Seamus O’Brien said Marian was “a voracious reader, so much so that she was barred from her local library for commandeering all the books”.

She made the library in Mullingar “the beating heart of our community where cultural events are facilitated, books borrowed and vital research on who we are, and were, is carried out on a daily basis”, he said.

Seamus said that Marian’s Magnum Opus – Westmeath Authors, A Bibliographical and Biographical Study, which was published when she was just 25 – was the first guide to the literature of Westmeath. It featured 140 authors from or living in the county, including her cousin, the Athlone novelist John Broderick. That was followed in 1982 by her guide to the sources for Westmeath Local Studies.

Seamus said: “Both of these widely acclaimed publications formed the theoretical framework within which the now much-loved and well-resourced local studies department thrived.”

Marian also brought Belvedere deeply into the consciousness of Westmeath County Council and, as a result, it is now the greatest heritage asset in the county and the midlands, Seamus added.

Matt Nolan first met Marian Keaney, by accident, at the Mullingar Steak Festival 53 years ago. She inspired him to take up writing and photography, using the lakes of Westmeath as his subject matter. He spoke of Marian’s quiet, almost shy, personality, which masked her fierce determination to get things done.

Another whose literary career was kick-started by Marian Keaney is Ruth Illingworth. Ruth recalled that Marian encouraged her in the first piece of writing that she did for the Irish Family History journal. “I will always be very grateful for her interest and encouragement,” she said.

Ruth met Marian more than a half a century ago, through her (Ruth’s) aunt May Raleigh, artist and art teacher. Marian and May shared a love of nature, art and photography, Ruth remarked.

She spoke of the “soirées” held at her aunt’s house in Bishopsgate Street, Mullingar, and attended by the likes of Leo Daly, whom Marian “encouraged in his writing and in his Joycean scholarship”.

“I’d like to think that she is now in some perhaps parallel universe, continuing the soirées with my aunt, with Leo Daly, with Jim and Mariam O’Donnell (of Days Bazaar book shop), and all the others who have passed on, and, of course, her great friend Olive Sharkey, who died just a few weeks ago,” Ruth said.

She referred to Marian’s Westmeath Authors as a work of deep scholarship and spoke of the important part she played in bringing back into the public memory the extraordinary achievements of Col Howard-Bury.

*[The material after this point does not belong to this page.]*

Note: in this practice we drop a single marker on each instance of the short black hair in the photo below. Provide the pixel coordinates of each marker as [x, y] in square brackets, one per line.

Marian was also instrumental in reviving public awareness of the huge contribution made by some of the Anglo Irish to the cultural life of Ireland and the midlands – the great literary scholars and authors from places like Charleville Castle – the ancestral home of Col Howard-Bury, Tullynally Castle, Maria Edgeworth and others, and their friendships with literary giants like Byron and Shelley, Ruth pointed out.

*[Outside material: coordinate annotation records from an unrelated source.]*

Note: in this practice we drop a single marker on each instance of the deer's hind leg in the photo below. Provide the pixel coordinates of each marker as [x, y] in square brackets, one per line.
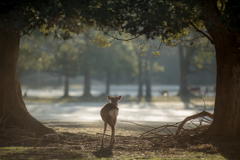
[113, 126]
[105, 127]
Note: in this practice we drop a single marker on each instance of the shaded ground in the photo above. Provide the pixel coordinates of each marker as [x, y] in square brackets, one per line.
[82, 141]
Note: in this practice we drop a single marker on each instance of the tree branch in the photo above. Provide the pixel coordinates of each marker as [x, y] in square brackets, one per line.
[123, 39]
[200, 31]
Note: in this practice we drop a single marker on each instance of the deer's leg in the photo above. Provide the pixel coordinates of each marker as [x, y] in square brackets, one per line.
[105, 127]
[113, 134]
[113, 130]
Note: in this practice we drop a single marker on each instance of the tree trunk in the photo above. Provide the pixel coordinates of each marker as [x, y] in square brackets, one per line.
[227, 102]
[108, 76]
[12, 107]
[66, 85]
[140, 83]
[87, 84]
[148, 80]
[184, 68]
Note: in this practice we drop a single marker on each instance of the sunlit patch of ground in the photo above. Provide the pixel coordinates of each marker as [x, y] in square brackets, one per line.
[82, 141]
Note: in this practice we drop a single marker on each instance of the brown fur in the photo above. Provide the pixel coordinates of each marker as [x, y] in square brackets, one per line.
[107, 118]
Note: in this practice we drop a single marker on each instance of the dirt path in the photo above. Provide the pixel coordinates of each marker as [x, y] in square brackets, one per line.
[96, 127]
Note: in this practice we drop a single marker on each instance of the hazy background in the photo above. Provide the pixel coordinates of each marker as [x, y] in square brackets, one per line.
[81, 68]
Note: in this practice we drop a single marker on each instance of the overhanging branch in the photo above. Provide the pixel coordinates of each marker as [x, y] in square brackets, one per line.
[200, 31]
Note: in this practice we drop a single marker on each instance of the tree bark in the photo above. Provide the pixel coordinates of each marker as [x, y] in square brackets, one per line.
[148, 80]
[184, 69]
[87, 84]
[140, 83]
[66, 85]
[227, 102]
[12, 106]
[108, 76]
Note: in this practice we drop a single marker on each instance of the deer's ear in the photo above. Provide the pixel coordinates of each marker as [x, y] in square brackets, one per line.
[109, 97]
[119, 97]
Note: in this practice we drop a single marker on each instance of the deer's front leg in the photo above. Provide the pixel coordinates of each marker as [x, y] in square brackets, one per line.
[105, 127]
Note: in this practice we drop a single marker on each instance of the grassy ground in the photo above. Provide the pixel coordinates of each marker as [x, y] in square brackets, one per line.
[82, 140]
[125, 99]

“Marian Keaney was a person of great honour, of great decency, great charm, hardworking, immensely committed to the literary history of this county and this country,” Ruth stated. Her legacy is her writings and the memories we have of her, she remarked.

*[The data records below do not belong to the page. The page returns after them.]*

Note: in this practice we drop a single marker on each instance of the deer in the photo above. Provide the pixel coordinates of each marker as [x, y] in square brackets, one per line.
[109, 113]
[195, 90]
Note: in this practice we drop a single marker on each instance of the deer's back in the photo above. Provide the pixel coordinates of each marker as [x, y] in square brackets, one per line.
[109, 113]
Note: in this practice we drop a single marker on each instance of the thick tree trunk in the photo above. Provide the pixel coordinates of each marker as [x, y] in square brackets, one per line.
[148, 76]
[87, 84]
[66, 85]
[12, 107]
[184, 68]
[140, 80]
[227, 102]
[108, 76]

Marian Keaney of Newlands, Mullingar, formerly of Ballinadoon, County Sligo, died on March 26. She will be forever remembered and deeply missed by her sisters Teresa and Úna (Australia), nieces Ursula and Vivienne, grandnephews Jack and William, Ursula’s husband Adam, relatives, former colleagues and a wide circle of friends.

Following the celebration of her life at Shaws Funeral Home, Mullingar, Marian was laid to rest in Ballyglass Cemetery.